This article is based on a presentation given by Michelle Irvine at the 2024 Write the Docs conference.

Technical documentation matters — but how do you convince your colleagues that it does?

If this question has you stumped time and again, you’ll be delighted to learn that documentation has a tangible impact — and you can cite numbers to prove it.

Michelle Irvine, a technical writer at Google Cloud, has spent the past several years conducting research to demonstrate the impact of internal documentation for the DevOps Research and Assessment (DORA) program. Through her research on software development, delivery, and operation across industries ranging from technology to education, Irvine has found that documentation consistently affects all technical practices. According to Irvine, teams that produce high-quality documentation are:

• 3.8 times more likely to implement security practices
• 2.5 times more likely to fully leverage the cloud
• 2.4 times more likely to meet or exceed reliability targets
• 3.5 times more likely to implement Site Reliability Engineering (SRE) practices (Source: Irvine, 2024)

Remarkably, even low-quality documentation has a positive impact on organizational performance, resulting in continuous integration (CI) efforts having a 34% impact on revenue and customer satisfaction. High-quality documentation magnifies this impact, with CI efforts having a 750% impact on revenue and customer satisfaction. Across the board, teams that produce high-quality documentation also see higher levels of productivity and job satisfaction and lower levels of burnout. These patterns, says Irvine, are persistent and play out globally across companies of all sizes.

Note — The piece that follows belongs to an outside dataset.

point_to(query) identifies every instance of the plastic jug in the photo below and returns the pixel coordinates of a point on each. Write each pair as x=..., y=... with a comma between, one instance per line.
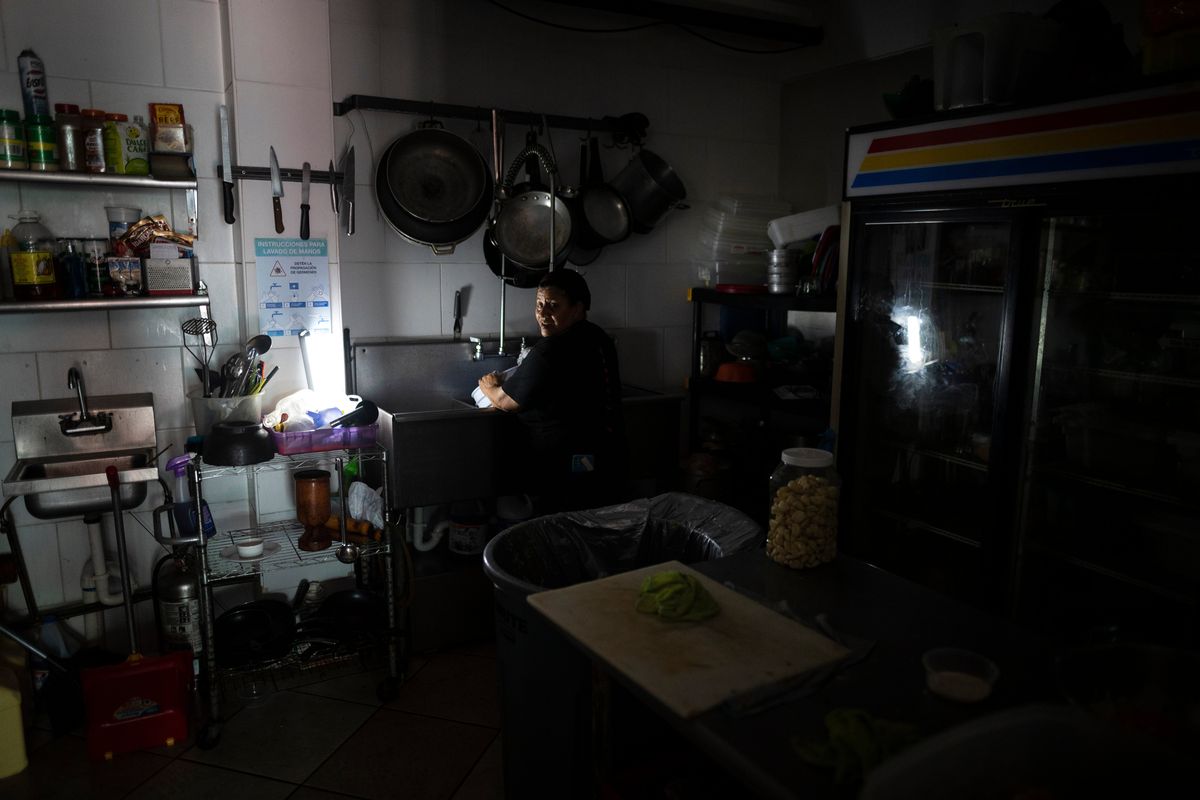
x=185, y=510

So what does all of this data mean for you?

If you’ve been trying to convince your colleagues and managers to invest in documentation efforts, Irvine’s research could be the starting point for conversations about increasing your budget, hiring more technical writers, and making many other decisions that support you in your work. The research is publicly available, so familiarize yourself with the data by watching Irvine’s presentation on DORA findings and browsing the reports at dora.dev. You can find additional support by joining the DORA community of practice at dora.community. Finally, when you’ve done your homework, share the presentation and reports with your colleagues for game-changing conversations about stepping up documentation efforts.

The impact of documentation is extensive, measurable, and proven — so dig into the data and use it to your advantage!